Package: xmlrpc-c
Version: 1.06.27-1
Severity: normal
Tags: patch
User: [email protected]
Usertags: origin-ubuntu karmic ubuntu-patch
In Ubuntu, we've applied the attached patch to achieve the following:
* SECURITY UPDATE: fix DoS via malformed XML
- debian/patches/CVE-2009-3720.patch: update expat/xmltok/xmltok_impl.c
to not access beyond end of input string
- CVE-2009-3720
* SECURITY UPDATE: fix DoS via malformed UTF-8 sequences
- debian/patches/CVE-2009-3560.patch: update expat/xmlparse/xmlparse.c to
properly recognize the end of a token
- CVE-2009-3560
We thought you might be interested in doing the same. Please note that the
patches do include the regressions fixes.
Jamie
-- System Information:
Debian Release: squeeze/sid
APT prefers karmic-updates
APT policy: (500, 'karmic-updates'), (500, 'karmic-security'), (500, 'karmic')
Architecture: amd64 (x86_64)
Kernel: Linux 2.6.31-17-generic (SMP w/2 CPU cores)
Locale: LANG=en_US.UTF-8, LC_CTYPE=en_US.UTF-8 (charmap=UTF-8)

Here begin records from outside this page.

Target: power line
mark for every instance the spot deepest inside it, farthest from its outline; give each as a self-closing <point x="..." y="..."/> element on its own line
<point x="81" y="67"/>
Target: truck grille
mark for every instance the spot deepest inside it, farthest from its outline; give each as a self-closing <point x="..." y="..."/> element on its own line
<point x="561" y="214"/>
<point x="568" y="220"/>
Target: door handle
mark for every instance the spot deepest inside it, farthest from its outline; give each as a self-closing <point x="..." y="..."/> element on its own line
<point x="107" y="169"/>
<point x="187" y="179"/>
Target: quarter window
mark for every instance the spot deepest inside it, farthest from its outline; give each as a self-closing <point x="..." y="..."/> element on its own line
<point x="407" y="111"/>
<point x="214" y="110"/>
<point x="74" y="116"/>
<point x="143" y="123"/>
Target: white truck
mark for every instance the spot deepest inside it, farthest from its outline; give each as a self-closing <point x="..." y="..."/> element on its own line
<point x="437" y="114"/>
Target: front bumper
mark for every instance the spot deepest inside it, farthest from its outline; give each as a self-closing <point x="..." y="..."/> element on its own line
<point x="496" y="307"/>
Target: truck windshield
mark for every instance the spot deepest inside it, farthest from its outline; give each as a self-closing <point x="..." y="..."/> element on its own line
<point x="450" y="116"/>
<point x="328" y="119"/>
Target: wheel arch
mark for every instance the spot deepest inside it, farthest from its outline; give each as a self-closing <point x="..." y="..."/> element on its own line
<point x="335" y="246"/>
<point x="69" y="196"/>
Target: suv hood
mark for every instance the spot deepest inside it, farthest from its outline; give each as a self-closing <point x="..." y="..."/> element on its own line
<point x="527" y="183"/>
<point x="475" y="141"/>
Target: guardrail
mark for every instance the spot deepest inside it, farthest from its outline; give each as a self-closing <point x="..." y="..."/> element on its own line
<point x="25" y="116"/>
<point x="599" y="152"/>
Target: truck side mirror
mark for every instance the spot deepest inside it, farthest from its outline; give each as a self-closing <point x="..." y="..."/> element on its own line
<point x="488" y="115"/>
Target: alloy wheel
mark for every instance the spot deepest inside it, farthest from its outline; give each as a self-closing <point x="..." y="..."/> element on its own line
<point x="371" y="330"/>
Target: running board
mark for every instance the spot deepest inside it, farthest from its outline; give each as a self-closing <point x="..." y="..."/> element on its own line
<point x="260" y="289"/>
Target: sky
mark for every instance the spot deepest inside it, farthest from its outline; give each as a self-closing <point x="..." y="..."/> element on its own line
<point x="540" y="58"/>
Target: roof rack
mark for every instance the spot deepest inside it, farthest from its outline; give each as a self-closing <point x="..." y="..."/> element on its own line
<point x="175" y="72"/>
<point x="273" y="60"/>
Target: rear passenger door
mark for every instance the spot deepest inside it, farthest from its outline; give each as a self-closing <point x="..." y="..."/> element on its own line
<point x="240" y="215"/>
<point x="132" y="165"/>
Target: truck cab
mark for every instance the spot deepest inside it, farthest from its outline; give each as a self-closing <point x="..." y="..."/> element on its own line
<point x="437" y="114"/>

Shell: /bin/sh linked to /bin/dash
diff -u xmlrpc-c-1.06.27/debian/changelog xmlrpc-c-1.06.27/debian/changelog
diff -u xmlrpc-c-1.06.27/debian/patches/series xmlrpc-c-1.06.27/debian/patches/series
--- xmlrpc-c-1.06.27/debian/patches/series
+++ xmlrpc-c-1.06.27/debian/patches/series
@@ -3,0 +4,2 @@
+CVE-2009-3720.patch
+CVE-2009-3560.patch
only in patch2:
unchanged:
--- xmlrpc-c-1.06.27.orig/debian/patches/CVE-2009-3560.patch
+++ xmlrpc-c-1.06.27/debian/patches/CVE-2009-3560.patch
@@ -0,0 +1,19 @@
+Description: DoS via XML document with malformed UTF-8 sequences
+ (CVE_2009_3560)
+Origin: http://expat.cvs.sourceforge.net/viewvc/expat/expat/lib/xmlparse.c?r1=1.164&r2=1.166
+ http://expat.cvs.sourceforge.net/viewvc/expat/expat/lib/xmlparse.c?view=log#rev1.166
+ http://expat.cvs.sourceforge.net/viewvc/expat/expat/lib/xmlparse.c?view=log#rev1.165
+
+diff -Nur xmlrpc-c-1.06.27/lib/expat/xmlparse/xmlparse.c xmlrpc-c-1.06.27.new/lib/expat/xmlparse/xmlparse.c
+--- xmlrpc-c-1.06.27/lib/expat/xmlparse/xmlparse.c 2007-01-10 19:08:53.000000000 -0600
++++ xmlrpc-c-1.06.27.new/lib/expat/xmlparse/xmlparse.c 2010-01-26 12:56:33.885170530 -0600
+@@ -2330,6 +2330,9 @@
+ return XML_ERROR_UNCLOSED_TOKEN;
+ case XML_TOK_PARTIAL_CHAR:
+ return XML_ERROR_PARTIAL_CHAR;
++ case -XML_TOK_PROLOG_S:
++ tok = -tok;
++ break;
+ case XML_TOK_NONE:
+ #ifdef XML_DTD
+ if (enc != encoding)
only in patch2:
unchanged:
--- xmlrpc-c-1.06.27.orig/debian/patches/CVE-2009-3720.patch
+++ xmlrpc-c-1.06.27/debian/patches/CVE-2009-3720.patch
@@ -0,0 +1,15 @@
+Description: DoS via malformed XML (CVE-2009-3720)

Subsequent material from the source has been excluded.